Francamente, eu estou pasmo. Parece provável que a UFRR está utilizando filtros primitivos de palavras-chave do tipo normalmente considerado restritivo e censurável demais até para escolas primárias e bibliotecas públicas. O bloqueio da palavra “Guyana” parece vir de “guy,” que sugere que um filtro genérico anti-pornográfico tem sido aplicado. Marcos me disse que alguns “blogs”—uma categoria muito ampla, tecnicamente e em termos de gênero—foram bloqueados (numa maneira “aleatória”) porque “nem todos utilizam e/ou visitam os blogs para os mesmos fins.” Eu tenho que supor que o meu site foi bloqueado porque 1) contem o verbete “blog” no URL e 2) porque alguém (eu) o acessou e seu nome apareceu nos arquivos. Com certeza não foi fonte de vírus ou spam. Ele veementemente nega que essas práticas se caracterizem como censura, mas eu sinceramente não vejo a distinção. Se são aleatórias, ficam pior ainda porque não têm a mínima chance de alcançar eficácia. Para uma universidade que não tem muitos recursos dificultar o amplo uso de um dos recursos mais valiosos que podia-se oferecer à comunidade universitária—uma conexão de banda larga à Internet—é lamentável.
Como pesquisador de comunidades na Internet entre outros interesses, e com experiências em diversas instituições que precisam lidar com abusos das redes, eu conheço muito bem o desejo de equipes de apoio de fechar “sua” rede até o máximo possível para facilitar os seus valentes esforços para manter a rede e os computadores em bom estado. Essa tirania dos setores de apoio técnico tem de ser contrabalançada com a liberdade de acesso que justifica o preço da manutenção, algo que não vejo na UFRR. Acho muito difícil que essas políticas tenham sido discutidas e aprovadas pelos que são atingidos pelas mesmas.
Para resolver o problema, gostaria de sugerir as seguintes medidas:
1) atualizar os sistemas operadores e proteção anti-vírus nos computadores da Universidade e exigir seu uso,
2) atualizar filtros contra spam nos servidores de email e ensinar os usuários em ajustá-los ao gosto,
3) punir usuários que conscientemente acessam sites pornográficos ou ofensivos em computadores nos laboratórios públicos,
4) exigir que alunos e talvez todos efetuem um login com identidade confirmada para garantir o cumprimento das leis federais e as políticas da UFRREnfim, a Universidade deve procurar impedir contaminação de vírus e spam e punir comportamentos abusivos em vez de bloquear de maneira tão bruta largos espaços da Net a todo o mundo, medidas que não só são censuráveis, anti-democráticas, e inimigas das missões básicas de qualquer instituição de ensino superior (“expandir e democratizar o acesso ao conhecimento”) mas também perdidamente ineficazes.
Agradeço a sua atenção.
Respeitosamente,
John M. Norvell
Professor Visitante, Departmento de Antropologia
Now, agora, the English:
November 14, 2006Magnífico Reitor
Dr. Roberto Ramos Santos
Reitoria, Bloco IV
UFRR
Dear Reitor:I recently purchased a UFRR-published book, and noted the inspiring motto of the Editora on the bookmark: “Expandir e democratizar o acesso ao conhecimento.” It’s a shame that the computer access policies fail so spectacularly to meet this goal.

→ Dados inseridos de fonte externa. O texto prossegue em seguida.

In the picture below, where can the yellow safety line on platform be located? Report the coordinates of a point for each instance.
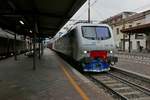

I saw my first “access prohibited” screen when I was invited by a student to join the UFRR Ciência Sociais Orkut group and tried to do so from a University computer. Given the high levels of anxiety about Orkut in Brazil, I was not too surprised to find Orkut blocked. It was not long, however, before I ran into blocked pages that more directly impacted my scholarly activities and were less easily explicable. First, after several months of free access, I discovered that I was not allowed to connect to the blog site that I administer (Anthroblogs.org). This site hosts twelve blogs by professional or student anthropologists who blog on academic topics. Upon my request Marcos Perreira unblocked access to this site from the NUHSA computers that I normally use, but I complained that UFRR social science faculty and students would not have access to this and other similar sites potentially relevant to their studies. Next, in the course of research on my Fulbright research project on urban Indians, I discovered that I could not access any site with “Guyana” or “Guyane” in the URL. These are, of course, the names in English and French of Guyana, Roraima’s closest international neighbor and home to several Indian groups whose traditional territory spans the border. Included in this blockage are Google or Yahoo searches for these terms. Again, Marcos again offered to unblock whatever sites I needed, but in this case how can I know what I need without the ability the search freely?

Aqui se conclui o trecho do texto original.